Top Taipei Day Trips: YingGe Ceramics


Just 45 minutes out of Taipei by train, YingGe is home to Taiwan’s early ceramics industry. The heavy smoke from the kilns has gone, but Old Street and the Ceramics Museum offer a great mix of commerce and culture.

Inside the Ceramics Museum at YingGe, Taipei

The Ceramics Museum at YingGe offers an insight into Taiwan's industrial past

Here’s a simple itinerary for a day’s visit to YingGe:

Arriving at YingGe mid-morning, walk around the pottery shops along YingGe’s Old Street. Enjoy a simple western lunch at the stylish Fortune and Wealth Pottery Place Art Restaurant at No. 96-98 Cheng Street. After lunch, get acquainted with the history of Taiwan’s ceramics industry with a 2-3 hour visit to the Ceramics Museum (closed on Mondays). Enjoy a coffee in the museum mid-afternoon, before wandering the grounds outside.

To get to YingGe, take the train from Taipei Main Station, then make the 10 minute walk to Old Street.

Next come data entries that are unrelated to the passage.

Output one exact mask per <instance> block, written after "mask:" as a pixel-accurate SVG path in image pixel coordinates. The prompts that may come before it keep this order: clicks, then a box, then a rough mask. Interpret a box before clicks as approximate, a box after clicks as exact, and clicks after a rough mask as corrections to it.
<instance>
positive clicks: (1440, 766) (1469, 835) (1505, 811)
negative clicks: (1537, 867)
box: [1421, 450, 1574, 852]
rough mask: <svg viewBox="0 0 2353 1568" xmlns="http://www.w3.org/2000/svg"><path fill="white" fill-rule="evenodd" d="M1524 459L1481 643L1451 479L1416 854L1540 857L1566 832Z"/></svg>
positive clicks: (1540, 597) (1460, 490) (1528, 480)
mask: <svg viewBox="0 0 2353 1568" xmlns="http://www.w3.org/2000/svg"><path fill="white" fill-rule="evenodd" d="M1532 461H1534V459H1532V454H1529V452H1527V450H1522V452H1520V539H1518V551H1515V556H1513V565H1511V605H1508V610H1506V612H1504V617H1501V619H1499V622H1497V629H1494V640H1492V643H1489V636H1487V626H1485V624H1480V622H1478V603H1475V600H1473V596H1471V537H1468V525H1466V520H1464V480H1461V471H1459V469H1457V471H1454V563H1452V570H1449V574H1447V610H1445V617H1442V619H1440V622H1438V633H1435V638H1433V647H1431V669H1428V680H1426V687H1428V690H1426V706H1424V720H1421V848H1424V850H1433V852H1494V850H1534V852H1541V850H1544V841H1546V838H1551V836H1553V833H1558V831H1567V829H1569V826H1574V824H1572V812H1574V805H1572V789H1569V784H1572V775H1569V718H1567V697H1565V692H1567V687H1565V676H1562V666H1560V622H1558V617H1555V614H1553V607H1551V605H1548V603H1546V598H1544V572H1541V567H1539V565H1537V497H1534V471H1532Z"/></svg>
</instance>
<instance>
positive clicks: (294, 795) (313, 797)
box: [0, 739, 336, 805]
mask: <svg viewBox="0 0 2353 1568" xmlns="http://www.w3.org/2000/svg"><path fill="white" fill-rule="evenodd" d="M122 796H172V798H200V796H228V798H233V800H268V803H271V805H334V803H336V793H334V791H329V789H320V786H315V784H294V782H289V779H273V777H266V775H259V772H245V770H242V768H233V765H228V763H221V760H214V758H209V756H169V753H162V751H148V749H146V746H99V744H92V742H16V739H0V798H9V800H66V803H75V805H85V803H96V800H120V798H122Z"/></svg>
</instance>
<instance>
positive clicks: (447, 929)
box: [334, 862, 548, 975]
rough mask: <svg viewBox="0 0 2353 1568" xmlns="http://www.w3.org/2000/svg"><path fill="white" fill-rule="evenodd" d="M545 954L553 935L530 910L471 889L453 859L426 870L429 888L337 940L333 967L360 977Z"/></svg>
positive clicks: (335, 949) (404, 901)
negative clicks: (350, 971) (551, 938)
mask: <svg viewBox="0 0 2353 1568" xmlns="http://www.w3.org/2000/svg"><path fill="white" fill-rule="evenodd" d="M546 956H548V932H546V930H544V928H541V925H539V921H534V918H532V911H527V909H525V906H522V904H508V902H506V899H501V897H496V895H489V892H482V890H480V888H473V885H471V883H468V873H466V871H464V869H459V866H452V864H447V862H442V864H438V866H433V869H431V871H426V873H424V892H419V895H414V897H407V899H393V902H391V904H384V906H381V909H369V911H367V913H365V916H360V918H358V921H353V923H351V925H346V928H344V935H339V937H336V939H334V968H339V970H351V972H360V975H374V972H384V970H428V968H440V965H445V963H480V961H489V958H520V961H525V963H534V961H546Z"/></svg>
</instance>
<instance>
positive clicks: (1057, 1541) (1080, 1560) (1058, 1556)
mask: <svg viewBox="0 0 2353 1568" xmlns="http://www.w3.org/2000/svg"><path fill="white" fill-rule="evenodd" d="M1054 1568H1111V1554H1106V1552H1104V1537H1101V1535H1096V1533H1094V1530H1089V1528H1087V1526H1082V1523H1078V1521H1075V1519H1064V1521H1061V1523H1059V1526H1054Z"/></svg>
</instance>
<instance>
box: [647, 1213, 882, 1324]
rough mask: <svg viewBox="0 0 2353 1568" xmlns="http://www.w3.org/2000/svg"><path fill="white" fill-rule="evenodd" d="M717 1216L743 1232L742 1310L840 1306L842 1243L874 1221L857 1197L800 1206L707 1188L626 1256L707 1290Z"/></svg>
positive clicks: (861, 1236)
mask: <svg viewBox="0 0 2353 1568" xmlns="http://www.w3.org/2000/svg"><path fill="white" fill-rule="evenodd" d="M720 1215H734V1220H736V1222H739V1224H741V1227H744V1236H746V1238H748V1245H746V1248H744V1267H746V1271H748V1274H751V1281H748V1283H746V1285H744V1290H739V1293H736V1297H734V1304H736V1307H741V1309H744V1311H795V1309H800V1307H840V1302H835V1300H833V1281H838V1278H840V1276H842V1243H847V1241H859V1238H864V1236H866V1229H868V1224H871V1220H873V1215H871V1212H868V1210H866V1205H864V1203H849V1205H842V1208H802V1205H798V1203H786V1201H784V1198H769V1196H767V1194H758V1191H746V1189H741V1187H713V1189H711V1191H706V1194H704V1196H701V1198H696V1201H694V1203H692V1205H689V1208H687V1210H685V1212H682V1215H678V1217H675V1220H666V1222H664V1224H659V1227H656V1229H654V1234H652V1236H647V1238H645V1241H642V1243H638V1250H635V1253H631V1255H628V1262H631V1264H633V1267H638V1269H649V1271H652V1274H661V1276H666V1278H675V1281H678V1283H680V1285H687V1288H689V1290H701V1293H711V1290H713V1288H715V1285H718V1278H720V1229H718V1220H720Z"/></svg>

To get to the ceramics museum from Old Street, follow the walkway over the railway line down the hill to the back of the museum. Weekdays should be pretty quiet and less touristy. More activities occur along Old Street and at the museum on weekends, but the place can feel overcrowded. You can hire headphones for an audio tour, or follow the English descriptions placed throughout the museum. There are often guest exhibitions of other countries’ ceramics too. For refreshments, there is a café on both the basement level of the museum (which serves light food) and on the third floor which only does tea or coffee.

Check out the Ceramics Park at the back of the museum and its outdoor displays based along on themes of Water, Wind, Earth and Fire.

Something for the kids

There are quite a few places in YingGe, both near the station, Old Street and at the museum that offer pottery classes for kids. You can buy pre-made pots and paint them or you can start from scratch with a blob of clay to really get your hands dirty.

The museum offers classes that structure a creative process around designing a type of plate. You can even get your finished product fired in a kiln, but you’ll need to collect your work about 1 month later.